La relation des Bulgares vis-à-vis de l’Europe est cynique, voire même ironique.

Une grande partie des personnes avec qui je parle en Bulgarie voit l’UE comme un grand-parent qui les habillera à la fin du mois. Un peu comme les Polonais et les Hongrois, les Bulgares voient l’Union comme un « porte-feuille sur pattes ».

Ils ont une mentalité à sens unique, c’est-à-dire que quand on leur demande quelque chose, ils refusent. Quand on leur impose une norme, ils l’adoptent à reculons et parfois même l’écrivent en théorie, mais ne l’appliquent pas dans les faits. Ce qui est inconcevable dans les pays d’Europe de l’Ouest comme la France, où la loi écrite correspond à la loi appliqué.

Ce qui anime les Bulgares, c’est de récupérer le plus de millions, voire de milliards, de la part de l’UE pour ensuite réinjecter le tout dans l’économie bulgare, en se prenant une commission informelle redistribuée parmi les élites au passage.

Des buildings se construisent partout et le pays se développe grâce aux subventions européennes.

Ils profiteront de cela autant que ça les arrange. C’est une mentalité que l’on trouve souvent dans les pays de l’Europe de l’Est qui choisissent de récupérer les subventions qui les arrangent mais refusent toujours les requêtes faites par l’UE en retour. C’est donc un deal très intéressant pour ces pays qui se développent aux frais de pays étrangers sans avoir besoin de réellement rendre des comptes.

La Pologne a établi, dans sa Constitution, la primauté du droit national sur le droit communautaire européen. Est-ce un exemple à suivre ?

En France, vous pouvez voter pour n’importe quelle personne, en réalité les lois qui seront adoptées feront l’objet d’un contrôle du juge européen. C’est en cela que la démocratie n’existe pas et que la démocratie française n’est qu’une façade. C’est un juge non-élu qui a plus de poids que des dirigeants élus ! Ce qui pose évidemment de grands problèmes de souveraineté.

Les pays qui se soucient réellement du bien-être de leur population et du respect de la démocratie comme la Pologne et la Hongrie, savent qu’il faut conserver la primauté de leur droit national.

Les juristes polonais ont étudié la question depuis longtemps.

Ils ont ainsi mis en place un système qui permet au droit national de primer sur le droit européen.

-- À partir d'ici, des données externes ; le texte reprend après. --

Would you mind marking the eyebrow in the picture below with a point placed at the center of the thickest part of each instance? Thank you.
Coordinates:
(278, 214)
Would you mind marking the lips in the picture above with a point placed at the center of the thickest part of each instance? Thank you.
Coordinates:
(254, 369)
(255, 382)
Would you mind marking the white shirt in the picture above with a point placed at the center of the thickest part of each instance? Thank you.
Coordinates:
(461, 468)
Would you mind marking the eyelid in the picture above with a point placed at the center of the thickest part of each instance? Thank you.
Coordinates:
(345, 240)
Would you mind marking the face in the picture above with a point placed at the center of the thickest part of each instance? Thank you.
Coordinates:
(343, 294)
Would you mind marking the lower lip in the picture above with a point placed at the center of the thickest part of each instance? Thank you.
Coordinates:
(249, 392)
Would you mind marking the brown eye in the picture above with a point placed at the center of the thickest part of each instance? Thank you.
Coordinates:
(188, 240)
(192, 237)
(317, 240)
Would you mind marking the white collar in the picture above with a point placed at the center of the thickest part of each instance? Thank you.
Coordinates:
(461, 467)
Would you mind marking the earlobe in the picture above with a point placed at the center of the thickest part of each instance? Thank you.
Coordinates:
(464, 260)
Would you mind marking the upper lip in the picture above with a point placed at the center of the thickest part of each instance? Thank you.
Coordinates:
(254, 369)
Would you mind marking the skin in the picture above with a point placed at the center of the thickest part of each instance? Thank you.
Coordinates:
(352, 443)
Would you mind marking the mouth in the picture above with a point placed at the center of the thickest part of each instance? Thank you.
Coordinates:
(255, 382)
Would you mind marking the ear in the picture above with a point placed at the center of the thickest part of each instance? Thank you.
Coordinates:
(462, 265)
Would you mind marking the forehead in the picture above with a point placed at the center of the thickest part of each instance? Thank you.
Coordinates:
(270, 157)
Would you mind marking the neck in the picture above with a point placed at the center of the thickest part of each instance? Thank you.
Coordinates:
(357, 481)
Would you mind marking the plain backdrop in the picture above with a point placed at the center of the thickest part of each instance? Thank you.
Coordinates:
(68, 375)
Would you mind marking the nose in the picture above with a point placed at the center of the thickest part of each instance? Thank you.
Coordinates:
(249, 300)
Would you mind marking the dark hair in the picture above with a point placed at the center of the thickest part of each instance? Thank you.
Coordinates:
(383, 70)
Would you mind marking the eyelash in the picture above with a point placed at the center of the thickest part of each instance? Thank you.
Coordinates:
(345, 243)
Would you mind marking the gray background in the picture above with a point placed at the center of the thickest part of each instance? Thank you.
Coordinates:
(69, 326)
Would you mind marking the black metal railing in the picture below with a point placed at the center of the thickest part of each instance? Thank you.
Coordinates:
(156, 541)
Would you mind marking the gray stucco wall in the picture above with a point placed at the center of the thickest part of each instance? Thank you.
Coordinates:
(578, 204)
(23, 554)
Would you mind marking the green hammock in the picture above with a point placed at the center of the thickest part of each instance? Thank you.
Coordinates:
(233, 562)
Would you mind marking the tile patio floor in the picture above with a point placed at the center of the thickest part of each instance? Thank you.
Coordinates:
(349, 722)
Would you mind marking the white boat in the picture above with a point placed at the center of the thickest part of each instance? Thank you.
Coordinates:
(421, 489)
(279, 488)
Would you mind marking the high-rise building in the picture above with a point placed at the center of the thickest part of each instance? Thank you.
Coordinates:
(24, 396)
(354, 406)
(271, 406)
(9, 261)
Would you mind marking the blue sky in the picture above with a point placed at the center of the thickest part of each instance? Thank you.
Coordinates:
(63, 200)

C’est une mesure qui est clairement antisystème.

D’un point de vue pragmatique, c’est le meilleur système pour se défendre face à l’UE.

Il faut voir désormais ce que cela va donner sur le long terme.

On pourrait y voir une phase transitoire de sortie de la Pologne de l’UE. Car plus la Pologne va se prémunir de lois « anti-systèmes » vis-à-vis de l’UE, plus elle va se rendre compte qu’elle à de moins en moins besoin d’elle.

C’est une discussion qui existe en Pologne depuis plusieurs années déjà, même plus largement au sein des pays du Visegrad, auprès de certaines élites polonaises par exemple, les bruits de couloirs disent depuis longtemps que le plan final serait de quitter l’UE une fois que l’on aura profité des aides économiques pour se développer et qu’on sera devenu une grande puissance économique et militaire.

C’est le grand vœu des polonais de surpasser l’Europe de l’Ouest qu’ils méprisent en général et de pouvoir les « enjambés » pour aller directement faire du business à la table des Etats-Unis et des autres grandes nations. Les polonais détestent devoir passer par l’intermédiaire de l’UE pour pouvoir interagir avec les USA.

Historiquement, les abords de la Mer Noire ont été le théâtre d’affrontements entre deux grands empires (ottoman et russe). Quel est l’impact civilisationnel de ces deux influences passées ?

L’un des tournants qui a été fondamental dans la géopolitique mondiale sur ses vingt dernières années (que la majorité des gens n’ont toujours pas réalisé) est que les deux grands ennemis de toujours qu’étaient l’Empire ottoman et l’Empire russe sont devenus les meilleurs amis du monde.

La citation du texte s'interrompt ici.